Finance apps are proving increasingly popular, but are they making us better at managing our money or encouraging us to spend more?
Global downloads of finance apps hit 3.4 billion in 2018 - that’s 75 per cent more than three years ago, says Silicon Valley analytics company App Annie.
Their popularity is growing fastest in emerging-market countries, such as Brazil, India and Indonesia. And making it easier to send money to other people seems to be a major reason for their popularity in these countries.
The world’s three most downloaded money apps in 2018 – India’s Google Pay and PhonePe, and China’s Alipay – as well as China’s WeChat, all focus on money sending as a core function.
In the US, 92 per cent of 18 to 37-year-olds use finance apps, mostly to track spending and pay bills.
But are these apps changing how we spend and save?
Comprehensive evidence is hard to come by, but Reykjavik-based Georg Ludviksson, chief executive of fintech firm Meniga, says people who start using finance apps spend 7 per cent less on average in the following six to 12 months.
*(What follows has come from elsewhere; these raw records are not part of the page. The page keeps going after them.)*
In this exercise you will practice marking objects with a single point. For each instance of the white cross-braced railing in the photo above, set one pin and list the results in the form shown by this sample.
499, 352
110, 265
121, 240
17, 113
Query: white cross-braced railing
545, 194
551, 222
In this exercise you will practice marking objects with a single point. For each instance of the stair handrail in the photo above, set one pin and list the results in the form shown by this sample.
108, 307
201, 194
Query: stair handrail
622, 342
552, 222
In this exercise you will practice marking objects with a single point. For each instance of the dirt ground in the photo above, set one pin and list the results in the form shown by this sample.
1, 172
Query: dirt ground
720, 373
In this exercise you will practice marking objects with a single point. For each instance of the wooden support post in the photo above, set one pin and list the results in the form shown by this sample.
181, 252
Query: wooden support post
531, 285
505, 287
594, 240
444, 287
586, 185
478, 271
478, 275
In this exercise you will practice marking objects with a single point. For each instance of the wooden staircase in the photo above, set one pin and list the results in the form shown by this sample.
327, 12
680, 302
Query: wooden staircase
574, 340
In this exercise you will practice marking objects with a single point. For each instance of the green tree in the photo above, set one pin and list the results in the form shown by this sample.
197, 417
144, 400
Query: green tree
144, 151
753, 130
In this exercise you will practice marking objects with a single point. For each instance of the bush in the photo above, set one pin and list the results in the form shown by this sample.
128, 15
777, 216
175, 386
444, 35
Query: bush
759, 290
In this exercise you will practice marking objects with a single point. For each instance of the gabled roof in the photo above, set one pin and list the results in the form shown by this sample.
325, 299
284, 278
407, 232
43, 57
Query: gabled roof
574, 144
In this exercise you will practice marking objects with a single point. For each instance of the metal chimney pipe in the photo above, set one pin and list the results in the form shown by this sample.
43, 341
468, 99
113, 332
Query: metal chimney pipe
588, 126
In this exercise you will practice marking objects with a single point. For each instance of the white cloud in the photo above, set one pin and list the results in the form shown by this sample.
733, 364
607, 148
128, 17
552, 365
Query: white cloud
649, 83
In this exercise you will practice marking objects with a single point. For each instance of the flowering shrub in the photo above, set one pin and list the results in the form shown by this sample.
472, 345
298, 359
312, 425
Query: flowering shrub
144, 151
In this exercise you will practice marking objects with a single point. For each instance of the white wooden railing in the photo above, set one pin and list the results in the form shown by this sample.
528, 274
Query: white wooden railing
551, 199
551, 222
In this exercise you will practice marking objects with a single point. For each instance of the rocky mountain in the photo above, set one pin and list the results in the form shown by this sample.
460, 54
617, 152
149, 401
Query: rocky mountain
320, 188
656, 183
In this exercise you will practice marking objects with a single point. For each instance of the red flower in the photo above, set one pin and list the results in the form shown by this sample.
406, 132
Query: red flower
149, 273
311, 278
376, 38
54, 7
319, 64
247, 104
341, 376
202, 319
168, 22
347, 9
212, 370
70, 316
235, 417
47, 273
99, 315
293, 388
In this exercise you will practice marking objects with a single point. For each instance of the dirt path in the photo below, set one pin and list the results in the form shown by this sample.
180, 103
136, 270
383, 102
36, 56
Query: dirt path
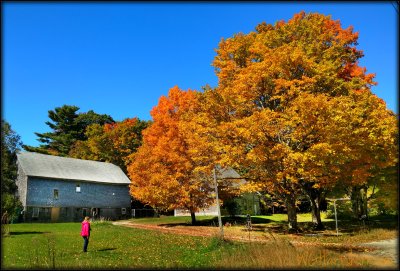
381, 249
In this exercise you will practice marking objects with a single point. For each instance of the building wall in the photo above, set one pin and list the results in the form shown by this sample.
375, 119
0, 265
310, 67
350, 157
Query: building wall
21, 182
42, 205
100, 195
212, 210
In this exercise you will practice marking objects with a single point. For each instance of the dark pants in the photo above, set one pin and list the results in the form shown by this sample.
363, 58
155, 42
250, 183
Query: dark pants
85, 243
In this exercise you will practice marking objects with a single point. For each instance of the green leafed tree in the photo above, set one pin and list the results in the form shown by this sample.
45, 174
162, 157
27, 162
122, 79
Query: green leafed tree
67, 126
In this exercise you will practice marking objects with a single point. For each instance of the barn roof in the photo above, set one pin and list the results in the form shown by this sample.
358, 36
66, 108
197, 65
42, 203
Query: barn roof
50, 166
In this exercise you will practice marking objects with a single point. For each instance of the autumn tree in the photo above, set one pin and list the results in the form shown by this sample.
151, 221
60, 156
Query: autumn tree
111, 142
163, 171
279, 90
67, 127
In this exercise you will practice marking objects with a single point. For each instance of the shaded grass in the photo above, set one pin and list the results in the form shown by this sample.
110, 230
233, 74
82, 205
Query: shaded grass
109, 247
59, 245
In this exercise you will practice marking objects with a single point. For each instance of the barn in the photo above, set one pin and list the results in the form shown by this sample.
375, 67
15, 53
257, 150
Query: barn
60, 189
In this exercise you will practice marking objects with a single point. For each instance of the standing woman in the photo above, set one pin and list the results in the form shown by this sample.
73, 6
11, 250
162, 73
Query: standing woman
85, 232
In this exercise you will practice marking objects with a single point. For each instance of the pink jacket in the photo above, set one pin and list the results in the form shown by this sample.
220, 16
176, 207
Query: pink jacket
85, 228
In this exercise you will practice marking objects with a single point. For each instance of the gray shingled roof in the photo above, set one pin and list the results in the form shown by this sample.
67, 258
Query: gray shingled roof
49, 166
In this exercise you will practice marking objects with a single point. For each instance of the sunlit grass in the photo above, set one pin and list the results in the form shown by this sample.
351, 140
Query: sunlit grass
59, 245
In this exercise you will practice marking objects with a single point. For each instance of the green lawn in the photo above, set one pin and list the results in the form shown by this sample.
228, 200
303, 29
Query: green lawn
59, 245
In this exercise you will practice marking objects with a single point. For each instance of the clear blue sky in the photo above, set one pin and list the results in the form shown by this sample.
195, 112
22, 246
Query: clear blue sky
119, 58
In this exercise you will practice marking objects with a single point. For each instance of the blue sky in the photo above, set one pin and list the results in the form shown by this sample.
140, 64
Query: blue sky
119, 58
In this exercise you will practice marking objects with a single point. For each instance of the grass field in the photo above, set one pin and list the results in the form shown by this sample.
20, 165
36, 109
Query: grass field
59, 245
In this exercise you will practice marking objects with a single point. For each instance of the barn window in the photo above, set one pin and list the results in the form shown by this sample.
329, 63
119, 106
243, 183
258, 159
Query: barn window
55, 193
35, 212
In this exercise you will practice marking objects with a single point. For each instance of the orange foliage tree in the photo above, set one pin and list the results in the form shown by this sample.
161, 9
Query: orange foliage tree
289, 108
162, 171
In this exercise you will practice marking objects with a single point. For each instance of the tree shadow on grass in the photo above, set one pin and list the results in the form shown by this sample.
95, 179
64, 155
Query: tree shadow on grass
213, 222
27, 232
106, 249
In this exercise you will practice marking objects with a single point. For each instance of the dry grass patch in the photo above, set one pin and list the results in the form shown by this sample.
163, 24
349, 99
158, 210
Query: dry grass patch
282, 254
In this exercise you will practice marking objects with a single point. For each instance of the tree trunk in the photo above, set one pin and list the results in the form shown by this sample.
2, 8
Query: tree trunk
316, 197
292, 214
193, 216
359, 202
316, 213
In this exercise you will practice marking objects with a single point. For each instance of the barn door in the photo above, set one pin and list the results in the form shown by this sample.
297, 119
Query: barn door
55, 214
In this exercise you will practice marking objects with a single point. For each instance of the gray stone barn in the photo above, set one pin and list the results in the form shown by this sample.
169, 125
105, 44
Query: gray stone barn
61, 189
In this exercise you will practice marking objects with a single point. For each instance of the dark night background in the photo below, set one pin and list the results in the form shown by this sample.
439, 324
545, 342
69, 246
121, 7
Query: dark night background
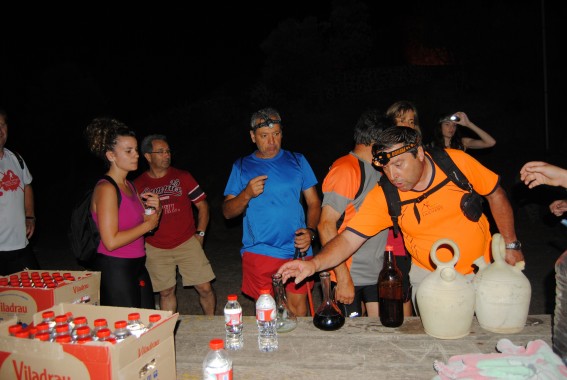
197, 74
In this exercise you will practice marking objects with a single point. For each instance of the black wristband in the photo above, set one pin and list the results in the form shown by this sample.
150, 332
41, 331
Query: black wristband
314, 232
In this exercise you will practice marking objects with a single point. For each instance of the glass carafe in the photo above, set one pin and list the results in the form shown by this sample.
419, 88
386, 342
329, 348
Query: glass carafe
328, 316
285, 320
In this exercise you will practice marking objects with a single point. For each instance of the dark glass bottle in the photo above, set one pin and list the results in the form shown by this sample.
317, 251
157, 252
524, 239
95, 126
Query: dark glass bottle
285, 319
390, 291
328, 316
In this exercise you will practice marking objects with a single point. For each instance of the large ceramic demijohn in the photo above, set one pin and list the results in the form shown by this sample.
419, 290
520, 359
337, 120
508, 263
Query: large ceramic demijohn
445, 297
503, 292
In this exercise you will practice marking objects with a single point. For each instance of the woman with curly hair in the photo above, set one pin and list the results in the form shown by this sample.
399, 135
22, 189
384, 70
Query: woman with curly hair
121, 255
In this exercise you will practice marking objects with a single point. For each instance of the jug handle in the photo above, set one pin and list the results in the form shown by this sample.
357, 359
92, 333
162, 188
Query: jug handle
499, 252
433, 253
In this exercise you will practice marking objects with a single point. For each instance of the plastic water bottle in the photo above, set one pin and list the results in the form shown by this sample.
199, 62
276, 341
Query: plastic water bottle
560, 312
233, 323
99, 324
266, 320
217, 363
120, 331
80, 321
49, 318
105, 335
135, 325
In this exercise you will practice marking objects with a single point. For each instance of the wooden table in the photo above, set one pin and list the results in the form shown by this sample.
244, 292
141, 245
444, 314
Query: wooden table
362, 348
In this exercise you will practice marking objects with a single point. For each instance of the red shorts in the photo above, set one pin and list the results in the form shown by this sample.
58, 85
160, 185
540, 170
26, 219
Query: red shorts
257, 273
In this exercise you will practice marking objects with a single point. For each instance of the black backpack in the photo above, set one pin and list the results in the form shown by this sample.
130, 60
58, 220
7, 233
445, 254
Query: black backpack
471, 202
83, 234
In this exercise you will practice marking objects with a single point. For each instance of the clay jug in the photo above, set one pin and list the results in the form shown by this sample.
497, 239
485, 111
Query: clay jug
445, 298
503, 292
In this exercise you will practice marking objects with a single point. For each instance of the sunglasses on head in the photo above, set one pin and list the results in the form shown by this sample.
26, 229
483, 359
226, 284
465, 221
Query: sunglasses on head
267, 123
382, 158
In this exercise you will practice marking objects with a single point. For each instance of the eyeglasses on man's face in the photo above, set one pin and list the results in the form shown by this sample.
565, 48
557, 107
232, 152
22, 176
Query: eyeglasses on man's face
382, 158
162, 152
270, 123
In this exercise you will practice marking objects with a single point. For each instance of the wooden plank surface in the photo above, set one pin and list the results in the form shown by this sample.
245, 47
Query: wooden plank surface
362, 348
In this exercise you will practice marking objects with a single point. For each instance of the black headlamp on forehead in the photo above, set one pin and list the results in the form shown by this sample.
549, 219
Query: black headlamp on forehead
382, 158
267, 123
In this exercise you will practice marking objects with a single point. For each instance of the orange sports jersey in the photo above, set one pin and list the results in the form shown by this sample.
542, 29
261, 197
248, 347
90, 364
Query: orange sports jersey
340, 189
441, 216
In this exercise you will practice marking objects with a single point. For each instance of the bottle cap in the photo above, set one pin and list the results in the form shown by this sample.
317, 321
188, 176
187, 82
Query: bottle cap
133, 316
120, 324
23, 334
216, 344
63, 338
100, 322
103, 333
48, 314
84, 330
15, 328
61, 319
61, 328
80, 320
43, 326
42, 336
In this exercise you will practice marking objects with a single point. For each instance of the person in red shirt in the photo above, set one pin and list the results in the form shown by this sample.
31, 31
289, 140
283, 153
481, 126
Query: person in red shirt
177, 242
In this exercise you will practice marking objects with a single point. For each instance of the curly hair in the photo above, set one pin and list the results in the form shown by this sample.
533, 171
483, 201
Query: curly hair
399, 108
369, 125
102, 134
398, 135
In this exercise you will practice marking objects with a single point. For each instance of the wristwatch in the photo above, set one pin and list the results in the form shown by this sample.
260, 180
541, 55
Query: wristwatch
515, 245
313, 233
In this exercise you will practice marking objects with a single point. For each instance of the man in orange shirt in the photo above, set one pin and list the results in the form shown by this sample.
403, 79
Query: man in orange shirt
400, 153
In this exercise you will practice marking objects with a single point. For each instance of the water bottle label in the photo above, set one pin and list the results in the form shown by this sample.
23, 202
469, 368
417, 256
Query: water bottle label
214, 374
265, 315
231, 318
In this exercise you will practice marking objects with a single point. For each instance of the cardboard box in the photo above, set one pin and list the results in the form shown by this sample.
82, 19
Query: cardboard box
23, 303
149, 357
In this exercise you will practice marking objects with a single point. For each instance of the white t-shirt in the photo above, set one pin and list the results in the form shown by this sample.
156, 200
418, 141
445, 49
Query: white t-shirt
12, 213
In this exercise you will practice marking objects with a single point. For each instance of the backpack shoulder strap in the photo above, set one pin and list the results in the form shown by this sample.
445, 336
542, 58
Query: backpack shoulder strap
358, 192
393, 202
113, 182
451, 170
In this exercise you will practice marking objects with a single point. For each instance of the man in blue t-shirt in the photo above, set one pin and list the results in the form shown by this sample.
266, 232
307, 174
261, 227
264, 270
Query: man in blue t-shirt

But he admits that simply cutting up your credit cards can have a more dramatic effect on your spending.
His company is developing personalised banking apps for banks such as Spain’s Santander, Sweden’s Skandiabanken, and the Netherlands’ ING Direct.
Regularly seeing where our money goes seems key to successful budgeting.
“If you’re constantly reminded how much you’ve already spent, it becomes more painful to pay for the next item,” according to Rufina Gafeeva in Cologne, who researches how technology changes our spending behaviour.
But if payment apps just make spending money easier, with less emphasis on budget management, we can end up spending more than we did before we started using the app, she warns.
“What’s the point where convenience becomes dangerous?” asks Steve Tigar, chief executive of Money Dashboard, a popular financial management app.
As personal debt levels continue to rise around the world, it seems money apps can cut both ways.
They can make us more aware of how much we’re spending and what on, helping us to stick to a budget, but the convenience of contactless payment could also be encouraging us to spend even more.